I've heard that it isn't possible to encode product types and sum types in a simply typed lambda calculus, but it seems for me that it's false

Of course, it isn't possible to construct them directly since we hasn't these type constructors, but only function constructor (arrow). But suppose there are 2 types $$A$$ and $$B$$, from which we need to create a product (or tuple) type $$A*B$$ and also sum type $$A+B$$.

Let's remember the algebra of types: functional type $$A \rightarrow B$$ is equivalent to exponentiation: $$B^A$$. Now we need to create some kind of composite type in which addition and multiplication can ultimately be replaced solely by exponents, so we encode the sum and the product.

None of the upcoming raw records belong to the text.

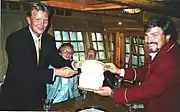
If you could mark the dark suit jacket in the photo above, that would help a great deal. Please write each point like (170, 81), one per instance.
(24, 86)
(160, 89)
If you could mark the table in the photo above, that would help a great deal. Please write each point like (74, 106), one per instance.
(92, 99)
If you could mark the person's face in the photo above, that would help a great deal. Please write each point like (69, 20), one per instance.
(38, 22)
(155, 39)
(67, 53)
(91, 54)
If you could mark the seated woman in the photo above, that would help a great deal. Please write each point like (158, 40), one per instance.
(63, 88)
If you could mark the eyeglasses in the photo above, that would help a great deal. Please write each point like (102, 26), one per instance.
(67, 52)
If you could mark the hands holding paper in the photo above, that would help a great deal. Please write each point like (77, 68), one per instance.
(112, 68)
(104, 91)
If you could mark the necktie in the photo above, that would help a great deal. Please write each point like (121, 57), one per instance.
(38, 49)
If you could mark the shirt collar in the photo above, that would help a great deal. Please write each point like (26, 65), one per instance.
(33, 35)
(153, 55)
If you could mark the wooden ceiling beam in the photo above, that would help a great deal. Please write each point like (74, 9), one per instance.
(149, 5)
(61, 4)
(103, 7)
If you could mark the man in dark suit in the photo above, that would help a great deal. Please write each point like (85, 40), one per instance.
(160, 87)
(27, 74)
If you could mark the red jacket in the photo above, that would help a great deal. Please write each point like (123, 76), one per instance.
(160, 88)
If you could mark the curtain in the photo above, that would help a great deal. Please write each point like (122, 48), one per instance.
(3, 55)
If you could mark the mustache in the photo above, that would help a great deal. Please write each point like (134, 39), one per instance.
(151, 42)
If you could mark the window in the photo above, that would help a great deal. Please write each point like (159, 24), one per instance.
(75, 38)
(134, 51)
(98, 45)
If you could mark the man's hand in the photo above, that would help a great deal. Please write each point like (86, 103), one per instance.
(65, 72)
(112, 68)
(77, 64)
(104, 91)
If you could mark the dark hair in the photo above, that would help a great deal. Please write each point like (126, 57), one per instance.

$$P^{A*B} = (P^B)^A \Leftrightarrow (A*B) \rightarrow P = A \rightarrow B \rightarrow P$$ (functional constructor is right-associative)

and

$$P^{P^{A+B}} = P^{P^A*P^B} = (P^{P^B})^{P^A} \Leftrightarrow ((A+B) \rightarrow P) \rightarrow P = ((A \rightarrow P)*(B \rightarrow P)) \rightarrow P = (A \rightarrow P) \rightarrow (B \rightarrow P) \rightarrow P$$

In this answer, the last technique is called "virtual embedding" by continuation. At the same time, I also heard about some theorems about the non-existence of conjunction and disjunction in implicative propositional logic, but I don't understand why these "virtual" products and sums aren't counted. (According to the Curry-Howard isomorphism, everything demonstrated regarding type theory also works in implicative logic).

Where am I going wrong?

• What is a virtual embedding? Dec 19, 2023 at 23:26

A phrase like "it is not possible to encode product types in the simply-typed $$\lambda$$-calculus (without product types)" means: it is not true that for every type $$A$$ and type $$B$$, there exists some type $$X$$ such that $$X$$ is (isomorphic to) the product of $$A$$ and $$B$$. It does not mean that there exist no types that are isomorphic to a type involving a product (in a calculus having product types).
For instance, you are correct that, for all types $$A, B, P$$ in the simply-typed $$\lambda$$-calculus with products, we have that $$P^{A \times B}$$ is isomorphic to $$(P^B)^A$$, so that we can encode the former type with the latter type when we do not have products. But we cannot construct a type isomorphic to $$A \times B$$ alone.
You're looking for Church encodings, which are encodings of type constructions and datatypes in the polymorphic $$\lambda$$-calculus. That is, apart from having function types $$\to$$ we also need $$\forall$$ to quantify over all types.
For example, let us take your observation that $$((A + B) \to P) \to P) = (A \to B) \to (B \to P) \to P.$$ If we keep $$P$$ fixed then this is not very useful, but if we make sure that $$P$$ is arbitrary then it works: $$A + B = \forall P .\, (A \to B) \to (B \to P) \to P.$$ The other observation of your works also to give $$A \times B = \forall P .\, A \to B \to P.$$ And here are the natural numbers: $$\mathbb{N} = \forall P .\, (P \to P) \to (P \to P),$$ The unit type is $$1 = \forall P .\, P \to P$$, the empty type is $$0 = \forall P.\, P$$, and so on.